Whelan was married to Stephen T. Whelan. They had one child, Christine Whelan, and two grandchildren.

== Education ==
She earned a bachelor's degree from Connecticut College and went on to receive a master's degree in public health from Yale University and both a master's in science and a Ph.D. from Harvard University, in 1971. After graduating Elizabeth Whelan began work studying modern marriages and family relationships. She published several papers on the subject. That work lead to her first book, Sex and sensibility: a new look at being a woman. The next year she published two more, A Baby?... Maybe: A Guide to Making the Most Fateful Decision of Your Life and Making Sense Out of Sex: A New Look at Being a Man. The latter was cowritten with her father-in-law, Stephen T. Whelan Sr., and was meant as a companion to her first book.

== Advocacy ==
After graduating, Whelan began writing on health issues for consumer magazines. She said she became increasingly concerned by the gap between scientific knowledge and public discourse on health related topics. She began writing books as a response. Panic in the pantry: facts & fallacies about the food you buy, published in 1975 and Eat OK--feel OK!: Food facts and your health, published in 1978.

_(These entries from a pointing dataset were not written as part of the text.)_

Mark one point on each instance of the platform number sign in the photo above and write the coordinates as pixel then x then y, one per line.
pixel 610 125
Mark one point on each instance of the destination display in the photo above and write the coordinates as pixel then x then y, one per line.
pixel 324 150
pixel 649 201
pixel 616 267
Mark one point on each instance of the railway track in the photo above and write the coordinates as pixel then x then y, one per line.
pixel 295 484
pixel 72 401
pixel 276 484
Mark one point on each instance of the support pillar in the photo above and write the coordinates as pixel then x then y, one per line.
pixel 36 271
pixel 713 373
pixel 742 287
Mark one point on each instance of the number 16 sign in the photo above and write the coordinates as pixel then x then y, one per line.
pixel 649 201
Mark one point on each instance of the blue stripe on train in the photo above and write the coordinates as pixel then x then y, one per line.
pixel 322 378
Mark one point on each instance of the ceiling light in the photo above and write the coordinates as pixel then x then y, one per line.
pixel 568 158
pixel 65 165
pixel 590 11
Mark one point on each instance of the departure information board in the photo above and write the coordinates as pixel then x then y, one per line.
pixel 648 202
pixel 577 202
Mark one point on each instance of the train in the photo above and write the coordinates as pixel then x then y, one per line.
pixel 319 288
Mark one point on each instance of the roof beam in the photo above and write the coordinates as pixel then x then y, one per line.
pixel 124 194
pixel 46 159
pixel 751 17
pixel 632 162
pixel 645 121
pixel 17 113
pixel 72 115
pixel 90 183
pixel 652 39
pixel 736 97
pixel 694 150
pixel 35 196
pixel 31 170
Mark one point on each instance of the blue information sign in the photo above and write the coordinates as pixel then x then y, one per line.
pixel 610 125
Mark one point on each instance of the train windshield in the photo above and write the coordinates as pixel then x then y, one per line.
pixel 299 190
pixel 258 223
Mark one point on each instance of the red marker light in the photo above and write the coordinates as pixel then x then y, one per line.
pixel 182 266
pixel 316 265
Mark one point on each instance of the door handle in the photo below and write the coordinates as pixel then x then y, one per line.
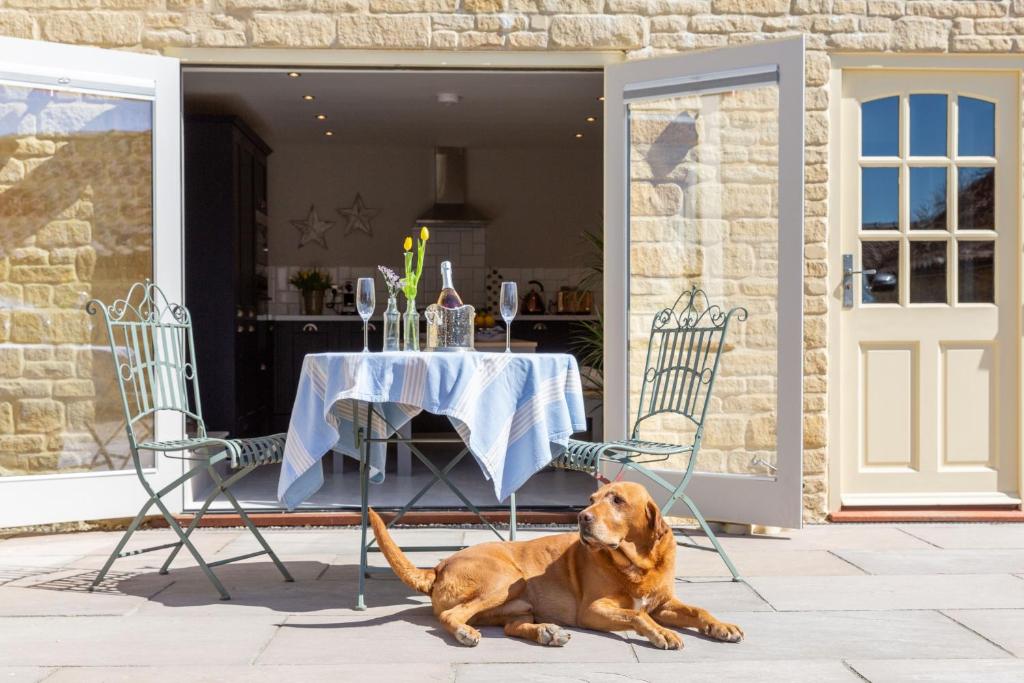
pixel 848 273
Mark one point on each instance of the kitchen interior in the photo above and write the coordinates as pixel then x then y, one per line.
pixel 292 170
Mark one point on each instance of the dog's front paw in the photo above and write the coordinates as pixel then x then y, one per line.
pixel 467 635
pixel 664 639
pixel 730 633
pixel 553 635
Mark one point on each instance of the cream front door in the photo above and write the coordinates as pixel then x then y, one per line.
pixel 930 374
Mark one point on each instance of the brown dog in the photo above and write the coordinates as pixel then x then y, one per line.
pixel 615 574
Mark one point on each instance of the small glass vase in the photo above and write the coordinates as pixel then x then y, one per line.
pixel 392 326
pixel 411 325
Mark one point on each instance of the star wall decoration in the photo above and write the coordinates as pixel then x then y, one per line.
pixel 358 216
pixel 312 229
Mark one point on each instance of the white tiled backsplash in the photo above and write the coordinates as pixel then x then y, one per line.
pixel 465 248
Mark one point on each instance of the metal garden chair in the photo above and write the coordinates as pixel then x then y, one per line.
pixel 154 359
pixel 683 355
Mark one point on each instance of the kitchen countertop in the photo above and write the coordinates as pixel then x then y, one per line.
pixel 350 317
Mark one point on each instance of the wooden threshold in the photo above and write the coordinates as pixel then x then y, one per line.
pixel 964 513
pixel 351 518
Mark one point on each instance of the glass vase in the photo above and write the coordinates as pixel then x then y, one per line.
pixel 392 326
pixel 411 323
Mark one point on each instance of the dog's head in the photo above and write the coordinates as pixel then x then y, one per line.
pixel 622 511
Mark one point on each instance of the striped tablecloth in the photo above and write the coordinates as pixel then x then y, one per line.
pixel 514 411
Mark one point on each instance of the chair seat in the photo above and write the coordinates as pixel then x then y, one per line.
pixel 243 452
pixel 585 456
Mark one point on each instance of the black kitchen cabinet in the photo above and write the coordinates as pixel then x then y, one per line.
pixel 225 271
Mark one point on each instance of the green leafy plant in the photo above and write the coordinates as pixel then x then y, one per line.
pixel 310 281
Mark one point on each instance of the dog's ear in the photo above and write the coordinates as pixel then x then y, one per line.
pixel 655 521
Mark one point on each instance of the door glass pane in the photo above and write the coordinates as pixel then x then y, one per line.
pixel 976 266
pixel 975 127
pixel 880 127
pixel 928 199
pixel 76 210
pixel 928 272
pixel 928 125
pixel 704 173
pixel 976 199
pixel 880 199
pixel 883 257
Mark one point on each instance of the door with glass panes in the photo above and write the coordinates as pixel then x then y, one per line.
pixel 929 229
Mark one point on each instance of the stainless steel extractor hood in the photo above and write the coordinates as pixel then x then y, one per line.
pixel 451 208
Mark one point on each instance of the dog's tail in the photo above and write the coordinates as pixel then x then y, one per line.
pixel 412 575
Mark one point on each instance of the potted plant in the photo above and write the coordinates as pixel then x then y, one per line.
pixel 312 284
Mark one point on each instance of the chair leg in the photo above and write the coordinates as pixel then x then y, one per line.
pixel 245 518
pixel 711 536
pixel 176 527
pixel 121 544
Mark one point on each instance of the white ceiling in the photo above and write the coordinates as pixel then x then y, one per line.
pixel 498 109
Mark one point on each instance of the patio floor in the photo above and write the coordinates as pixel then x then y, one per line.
pixel 827 603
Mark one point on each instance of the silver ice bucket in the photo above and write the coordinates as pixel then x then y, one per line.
pixel 450 329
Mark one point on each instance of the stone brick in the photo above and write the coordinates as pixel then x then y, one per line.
pixel 93 28
pixel 39 416
pixel 578 32
pixel 384 32
pixel 915 34
pixel 292 31
pixel 16 25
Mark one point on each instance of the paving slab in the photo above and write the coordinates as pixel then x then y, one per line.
pixel 424 672
pixel 832 635
pixel 939 671
pixel 418 638
pixel 768 561
pixel 691 672
pixel 824 537
pixel 969 536
pixel 24 674
pixel 935 560
pixel 890 592
pixel 154 641
pixel 1003 627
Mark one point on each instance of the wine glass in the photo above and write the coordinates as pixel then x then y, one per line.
pixel 365 303
pixel 509 307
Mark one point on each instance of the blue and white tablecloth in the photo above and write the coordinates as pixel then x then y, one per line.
pixel 514 411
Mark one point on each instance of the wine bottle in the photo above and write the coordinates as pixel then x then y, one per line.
pixel 449 298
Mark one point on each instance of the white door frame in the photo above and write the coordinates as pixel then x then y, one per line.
pixel 764 500
pixel 56 498
pixel 838 127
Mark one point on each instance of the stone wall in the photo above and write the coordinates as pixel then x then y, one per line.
pixel 640 28
pixel 76 216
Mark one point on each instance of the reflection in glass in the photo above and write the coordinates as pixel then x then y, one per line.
pixel 928 272
pixel 704 210
pixel 76 211
pixel 880 127
pixel 928 125
pixel 883 257
pixel 880 199
pixel 976 266
pixel 975 127
pixel 928 199
pixel 976 199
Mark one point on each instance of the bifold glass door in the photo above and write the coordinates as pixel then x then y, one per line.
pixel 704 188
pixel 89 204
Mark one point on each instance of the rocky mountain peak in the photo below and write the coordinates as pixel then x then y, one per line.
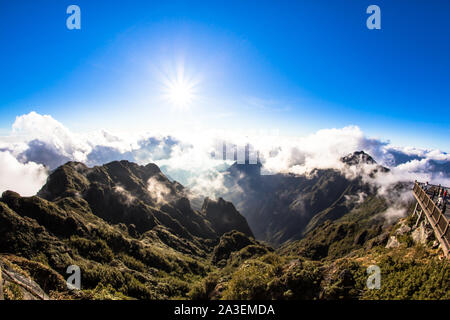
pixel 358 157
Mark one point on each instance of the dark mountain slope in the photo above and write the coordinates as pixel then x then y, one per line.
pixel 284 207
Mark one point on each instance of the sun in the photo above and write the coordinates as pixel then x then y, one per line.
pixel 179 89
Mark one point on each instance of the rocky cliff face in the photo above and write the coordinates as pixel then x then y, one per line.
pixel 129 228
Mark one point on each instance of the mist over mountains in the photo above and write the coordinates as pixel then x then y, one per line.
pixel 38 144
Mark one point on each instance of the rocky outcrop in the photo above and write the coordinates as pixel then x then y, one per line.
pixel 422 234
pixel 224 217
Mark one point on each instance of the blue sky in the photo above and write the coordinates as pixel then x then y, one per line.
pixel 292 66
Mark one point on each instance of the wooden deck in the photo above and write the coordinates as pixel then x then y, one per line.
pixel 438 221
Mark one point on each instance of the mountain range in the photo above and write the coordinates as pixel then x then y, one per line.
pixel 134 234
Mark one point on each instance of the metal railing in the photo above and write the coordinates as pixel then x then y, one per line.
pixel 434 215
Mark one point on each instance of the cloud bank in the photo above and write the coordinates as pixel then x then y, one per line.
pixel 39 143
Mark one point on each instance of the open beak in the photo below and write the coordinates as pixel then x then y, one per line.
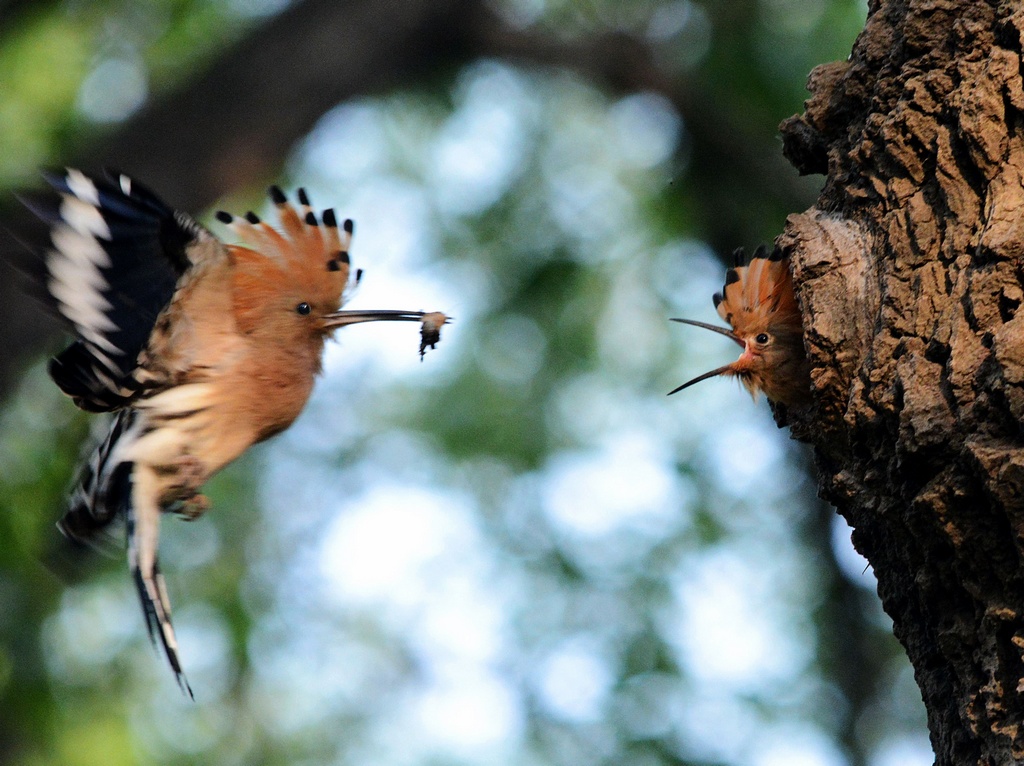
pixel 720 371
pixel 712 374
pixel 714 329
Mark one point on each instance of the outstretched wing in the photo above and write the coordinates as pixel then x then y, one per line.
pixel 117 257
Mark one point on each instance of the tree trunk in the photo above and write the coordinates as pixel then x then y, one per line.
pixel 909 273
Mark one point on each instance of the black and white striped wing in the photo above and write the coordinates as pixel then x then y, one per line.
pixel 118 255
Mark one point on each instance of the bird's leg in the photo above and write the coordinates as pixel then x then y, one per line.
pixel 188 474
pixel 143 539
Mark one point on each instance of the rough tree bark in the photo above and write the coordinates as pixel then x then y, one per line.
pixel 909 270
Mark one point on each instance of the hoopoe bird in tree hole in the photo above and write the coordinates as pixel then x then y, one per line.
pixel 759 303
pixel 201 349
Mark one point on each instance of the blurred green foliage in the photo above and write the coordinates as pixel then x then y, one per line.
pixel 519 551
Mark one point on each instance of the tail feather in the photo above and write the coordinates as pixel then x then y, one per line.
pixel 102 496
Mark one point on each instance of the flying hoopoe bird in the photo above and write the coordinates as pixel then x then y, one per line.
pixel 201 349
pixel 759 303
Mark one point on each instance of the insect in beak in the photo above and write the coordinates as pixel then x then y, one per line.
pixel 718 371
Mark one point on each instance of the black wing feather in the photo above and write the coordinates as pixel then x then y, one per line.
pixel 118 294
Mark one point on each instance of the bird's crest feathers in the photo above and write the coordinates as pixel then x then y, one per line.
pixel 308 253
pixel 760 304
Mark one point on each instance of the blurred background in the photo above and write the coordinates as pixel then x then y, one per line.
pixel 519 550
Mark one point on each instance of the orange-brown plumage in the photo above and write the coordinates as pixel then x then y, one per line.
pixel 200 348
pixel 760 304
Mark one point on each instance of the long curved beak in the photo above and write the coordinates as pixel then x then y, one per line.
pixel 430 323
pixel 340 318
pixel 715 329
pixel 712 374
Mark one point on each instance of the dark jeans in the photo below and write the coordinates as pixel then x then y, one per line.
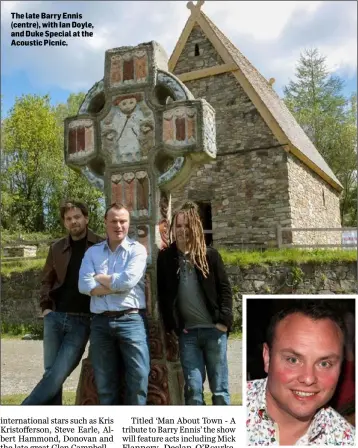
pixel 65 339
pixel 199 349
pixel 120 338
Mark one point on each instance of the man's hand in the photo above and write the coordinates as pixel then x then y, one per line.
pixel 101 291
pixel 221 327
pixel 104 280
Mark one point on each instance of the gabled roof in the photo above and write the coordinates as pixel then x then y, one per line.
pixel 272 109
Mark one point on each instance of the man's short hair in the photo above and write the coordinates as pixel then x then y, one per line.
pixel 70 204
pixel 314 309
pixel 116 206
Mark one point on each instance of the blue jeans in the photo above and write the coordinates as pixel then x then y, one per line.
pixel 202 348
pixel 115 340
pixel 65 339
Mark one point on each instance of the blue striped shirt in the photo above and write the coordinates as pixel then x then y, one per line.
pixel 126 265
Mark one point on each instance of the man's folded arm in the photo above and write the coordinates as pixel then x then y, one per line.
pixel 132 274
pixel 86 280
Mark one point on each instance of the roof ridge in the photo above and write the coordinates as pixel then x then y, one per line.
pixel 230 46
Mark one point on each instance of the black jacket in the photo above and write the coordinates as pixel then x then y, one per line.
pixel 215 286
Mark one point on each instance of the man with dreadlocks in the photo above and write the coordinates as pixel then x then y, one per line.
pixel 195 302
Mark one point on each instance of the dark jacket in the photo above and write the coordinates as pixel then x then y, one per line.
pixel 55 269
pixel 215 286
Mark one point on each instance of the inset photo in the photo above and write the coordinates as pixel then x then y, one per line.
pixel 300 370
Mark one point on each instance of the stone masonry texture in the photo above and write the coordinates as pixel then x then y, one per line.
pixel 254 184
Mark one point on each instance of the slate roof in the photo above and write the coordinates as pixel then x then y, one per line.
pixel 285 120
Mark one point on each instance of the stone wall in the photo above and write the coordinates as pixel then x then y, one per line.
pixel 247 185
pixel 208 56
pixel 20 291
pixel 314 203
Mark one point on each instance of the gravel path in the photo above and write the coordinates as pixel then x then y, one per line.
pixel 22 368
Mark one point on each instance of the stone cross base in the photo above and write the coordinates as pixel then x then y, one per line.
pixel 20 251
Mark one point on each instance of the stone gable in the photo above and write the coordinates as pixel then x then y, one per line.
pixel 208 57
pixel 254 185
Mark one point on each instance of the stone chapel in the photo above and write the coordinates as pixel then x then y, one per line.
pixel 267 172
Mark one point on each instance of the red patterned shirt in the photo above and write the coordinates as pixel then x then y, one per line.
pixel 327 427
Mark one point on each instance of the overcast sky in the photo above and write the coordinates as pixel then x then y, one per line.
pixel 270 34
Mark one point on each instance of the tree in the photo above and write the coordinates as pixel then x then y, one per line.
pixel 329 119
pixel 73 184
pixel 30 153
pixel 34 177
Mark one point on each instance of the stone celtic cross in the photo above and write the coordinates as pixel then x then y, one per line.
pixel 138 135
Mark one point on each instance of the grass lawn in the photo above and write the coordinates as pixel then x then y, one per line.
pixel 69 399
pixel 286 256
pixel 234 258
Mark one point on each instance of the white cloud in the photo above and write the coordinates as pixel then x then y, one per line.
pixel 270 34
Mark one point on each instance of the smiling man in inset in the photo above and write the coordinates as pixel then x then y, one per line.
pixel 302 357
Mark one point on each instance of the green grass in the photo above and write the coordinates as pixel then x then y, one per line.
pixel 243 259
pixel 13 237
pixel 69 399
pixel 287 256
pixel 9 267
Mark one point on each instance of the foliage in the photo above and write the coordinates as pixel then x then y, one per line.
pixel 30 142
pixel 35 178
pixel 329 119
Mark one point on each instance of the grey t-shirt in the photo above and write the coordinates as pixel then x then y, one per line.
pixel 191 300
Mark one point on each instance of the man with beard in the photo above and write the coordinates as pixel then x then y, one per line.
pixel 65 310
pixel 302 356
pixel 195 301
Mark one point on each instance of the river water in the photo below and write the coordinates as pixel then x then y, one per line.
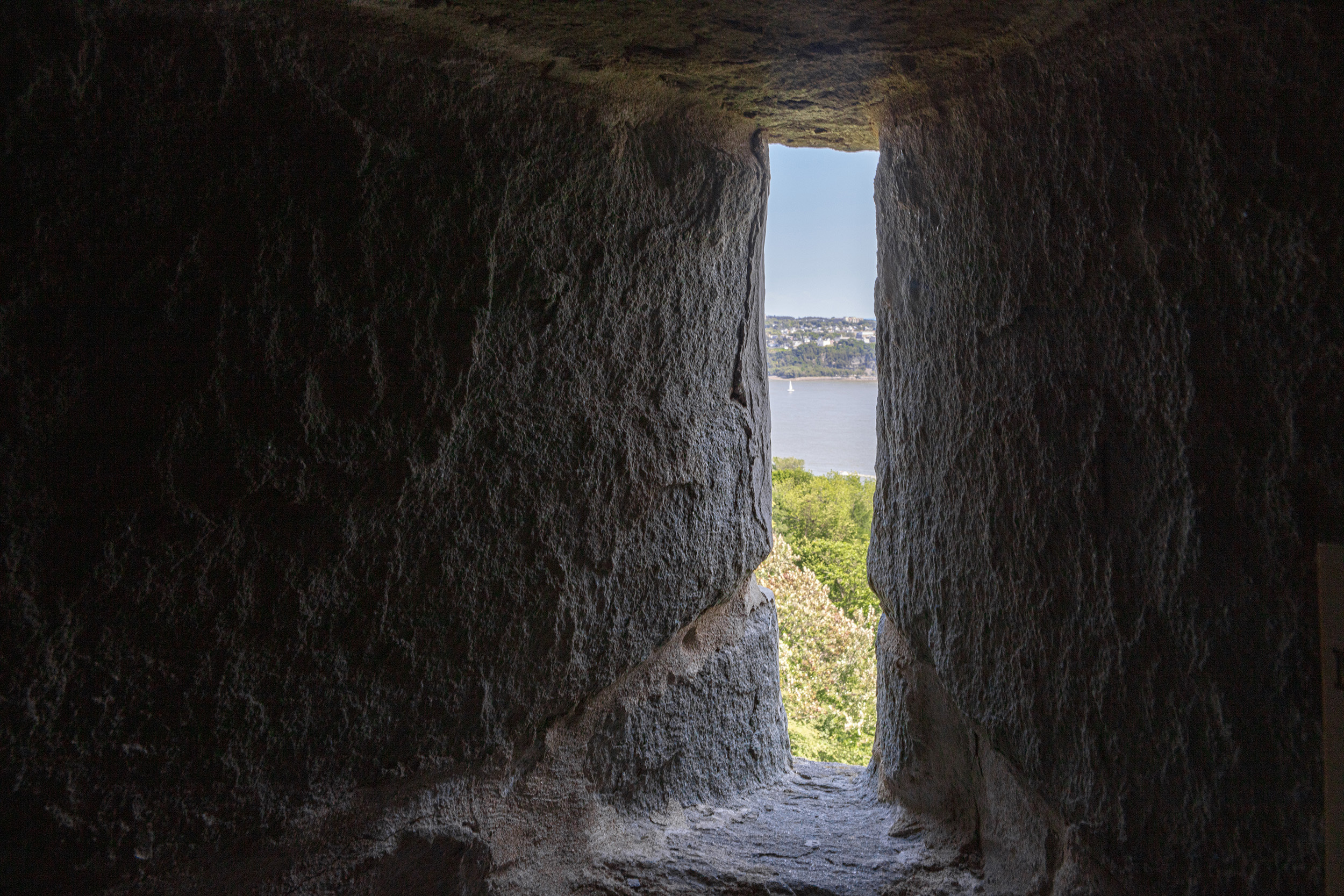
pixel 832 425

After several years of writing, Whelan, along with her likewise controversial coauthor Frederick J. Stare, said that she created the American Council on Science and Health (ACSH) in 1978 as way of helping scientists reach the public. The ACSH describes itself as a consumer education consortium targeting policy issues with a large scientific component, but critics contend it has a pro-industry bias. It says that one of its goals is to use the media to bring sound science to public debates. Whelan initially invited 50 scientists to the organization. One of the first to respond and a founding director was agronomist Norman Borlaug. The ACSH reported in 2003 that it had grown to nearly 400 scientists.

Whelan continued publishing personally, as well. Some examples include The One-hundred-percent Natural, Purely Organic, Cholesterol-free, Megavitamin, Low-carbohydrate Nutrition Hoax; A smoking gun: how the tobacco industry gets away with murder; and Toxic terror, published in 1983, 1984 and 1985 respectively.